L’auteur d’un article paru dans le Figaro Magazine du 7 février met en cause les salariés du Fouquet’s. On n’y lit pas un mot sur la responsabilité de l’ancien employeur dans le déclin du célèbre restaurant des Champs Elysées mais les salariés y sont montrés du doigt. Notre Secrétaire Générale rétablit la vérité en adressant un courrier à Patrick de Carolis, Directeur Général du FigMag :

Secrétaire générale du Syndicat CFDT Hôtellerie Tourisme Restauration, je suis amenée à lire et à regarder tout ce qui concerne ses champs professionnels en vue de garantir le respect et la dignité de leurs salariés.

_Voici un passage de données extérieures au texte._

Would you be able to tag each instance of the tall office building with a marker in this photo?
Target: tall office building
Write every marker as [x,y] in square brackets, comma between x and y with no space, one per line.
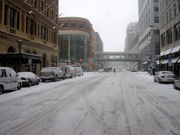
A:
[131,42]
[170,35]
[148,31]
[28,34]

Avec stupeur, j’ai découvert dans le Figaro Magazine du 7 février 2004 à la page 106, chapitre Loisirs Restaurants, un article ayant pour titre « La nouvelle jeunesse du Fouquet’s » par Maurice Beaudoin.
Extrêmement surprise déjà par le photomontage composé des membres de la direction Christian Rossi, Directeur du service achats, Mme Colette Ragot, Responsable du planning du personnel, M. Jacques Rodriguez, Responsable restauration, etc., le libellé de la photo « … le chef Jean-Yves Leuranguer commente la carte à de jolies (fausses) clientes » inaugure une série de préjudices exprimés par l’auteur :
– « L’établissement avait vieilli, le personnel aussi »
– « Les serveurs traînaient les pieds »
– « Les « traîne-savates ont été dégagés »
sont des phrases utilisés pour décrire ceux qui ont fait l’âme du Fouquet’s, aujourd’hui remplacés, d’après l’auteur, par « … de jolies hôtesses et serveuses (qui) ont été recrutées… ».
Lors du rachat de ce restaurant classé moment historique par le groupe Barrière, les personnels n’étaient nullement responsables ni de l’état des finances ni de l’état des locaux, ni des menus. Pour quelles raisons, Maurice Beaudoin les met en accusation ?
Sait-il que les employeurs ont traîné les savates pendant 14 ans pour négocier une Convention Collective ? Et se sont empressés à ne pas l’appliquer dès sa mise en application. Que les salariés au pourcentage « encaissent » le coût de la crise prolongée depuis trois ans ? Que les coupures rallongent parfois la journée de travail à 15 heures ? Que les salariés rentrent en taxi (à leurs frais – NDLR) après le départ du dernier client au milieu de la nuit ?
Bien sûr, il est plus facile d’accorder l’attention à un groupuscule patronal qui obtient aujourd’hui avec la plus grande facilité une diminution des charges sociales assortie de cadeaux fiscaux et d’une promesse de baisse de la TVA, que de reconnaître que « les traîne-savates » exercent un métier en péril, victimes du mépris des employeurs et parfois même des clients et des journalistes. Dans ces conditions, peut-on s’étonner des difficultés de recrutement ?
La publicité négative que votre magazine fait aux métiers de la restauration est loin d’être compensée par celle faite au groupe Barrière.
Veuillez agréer, Monsieur le Directeur Général, l’expression de mes salutations les plus respectueuses.